But two years later, the sparkle seems to be dimming.

The ability to skirt some of the requirements for a standard initial public offering is drawing some unwanted attention for regulators.

And investors who were excited about the potential for a more modern way to access markets are facing the reality that maybe, just maybe, some of those rules really do have a purpose as the SPAC-origin companies underperform on that public market.
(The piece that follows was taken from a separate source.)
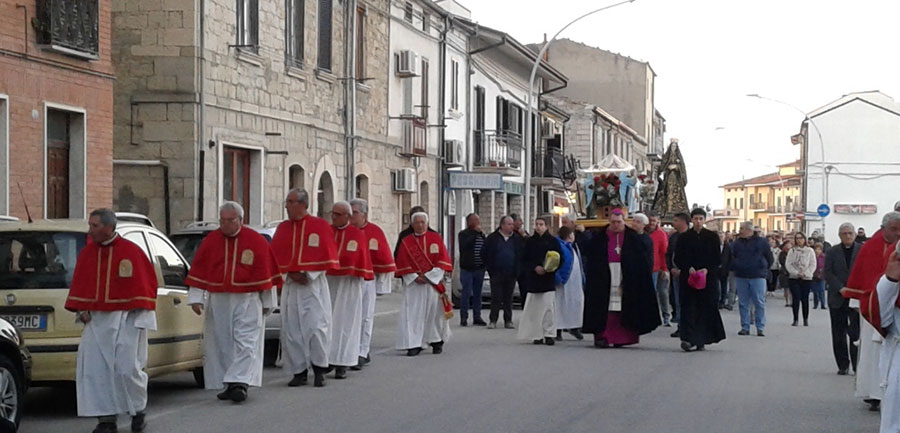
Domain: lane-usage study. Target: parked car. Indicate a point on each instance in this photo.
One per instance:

Matt Karnes, founder of New York-based Greenwave Advisors, told me that cannabis SPACs are more vulnerable to the negative sentiment around the overall market for a few reasons:

  • SPACs can provide forward-looking statements and forecasts that other public companies must warn against. And the uncertainty that continues around cannabis legalization creates a lot of gray area around the quality of those statements.
  • Cannabis companies have underperformed on those revenue forecasts – in large part because of continued market pressures from illicit operators.
  • SPACs that successfully found targets have traditionally underperformed, but unlike mainstream industries, the cannabis space doesn’t have the same access to traditional sources of capital, so it’s more vulnerable to the swings.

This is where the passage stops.